第一の祈りの方法

聖ドミニコの第一の祈りの方法は、祭壇上に示されたキリストが、象徴としてではなく、本当に位格的に現存するかのごとくに、祭壇の前でみずからを卑下することである。彼は、ユディトと共にこう言ったものである。「神なる主よ、従順で謙虚な者の祈りがあなたを喜ばせますように」(ユディ9,11参照)。カナンの婦人と放蕩息子は、謙虚さによってみずからの望むものを得ました。わたしに関しては、「わたしは、あなたを自分の家にお迎えできるような者ではありません」(マタ8,8)。なぜなら「主よ、わたしは、あなたの前でひどく卑しめられています」(詩118,107)からです。
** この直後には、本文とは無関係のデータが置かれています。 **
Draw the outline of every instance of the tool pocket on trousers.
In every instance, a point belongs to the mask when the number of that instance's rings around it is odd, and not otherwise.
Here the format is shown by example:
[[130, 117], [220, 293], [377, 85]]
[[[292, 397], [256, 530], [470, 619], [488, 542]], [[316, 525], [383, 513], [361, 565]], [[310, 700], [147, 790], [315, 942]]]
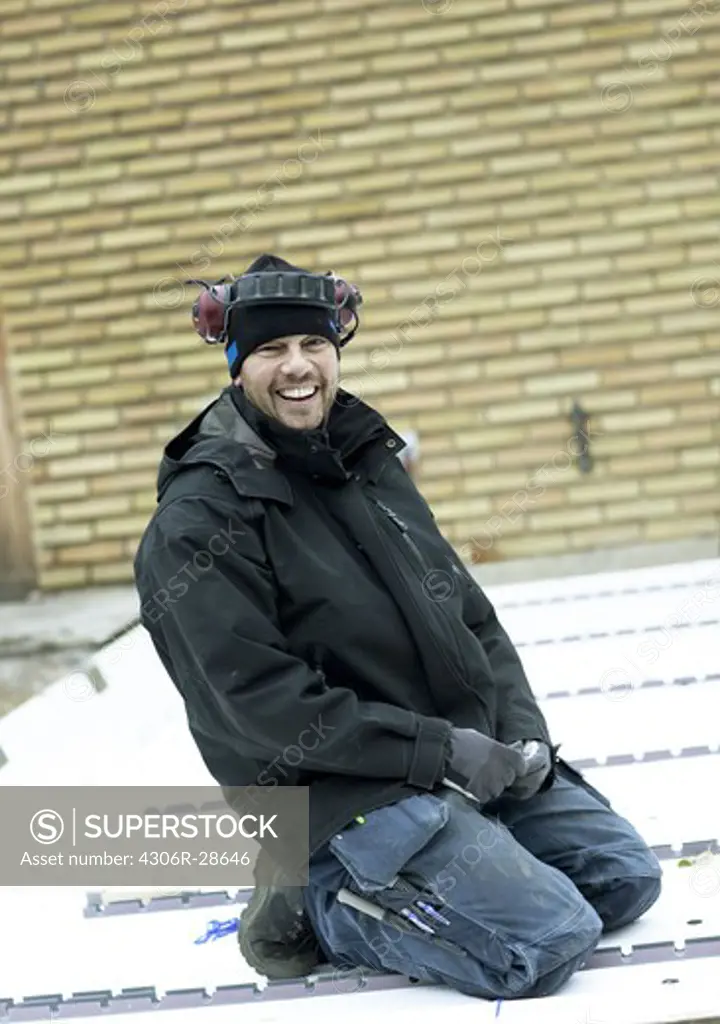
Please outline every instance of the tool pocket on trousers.
[[329, 847], [357, 892], [380, 893], [397, 882], [402, 869], [444, 828], [449, 815], [447, 804], [429, 793], [407, 797], [371, 811], [364, 824], [334, 836]]

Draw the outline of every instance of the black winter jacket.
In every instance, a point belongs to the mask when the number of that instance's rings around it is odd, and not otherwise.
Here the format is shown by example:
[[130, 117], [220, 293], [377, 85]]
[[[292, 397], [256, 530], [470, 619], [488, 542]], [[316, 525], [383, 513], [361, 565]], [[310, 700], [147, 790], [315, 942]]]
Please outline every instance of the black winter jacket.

このようにして我らの聖なる師父は、立ちながら頭を下げ、へりくだってキリストのことを考え、自分の低さをキリストの卓越さと比べた。そして彼は、畏敬の念を示すことに完全に没頭した。兄弟たちは、十字架に付けられたおん方の屈辱の前を通り過ぎるときは、いつもこのようにしなさいと教えられた。それは、我々のためにこんなにも甚だしく卑下されたキリストが、ご自分を前にして我々が卑下しているところをご覧になるためである。そして彼は、托鉢者たちに、「栄光は父と子と聖霊に」と厳かに歌うときには、いつも三位一体の前でこのようにへりくだりなさいと命じた。絵に示されているように、聖ドミニコは、このように深々と頭を下げることによって、祈りを始めた。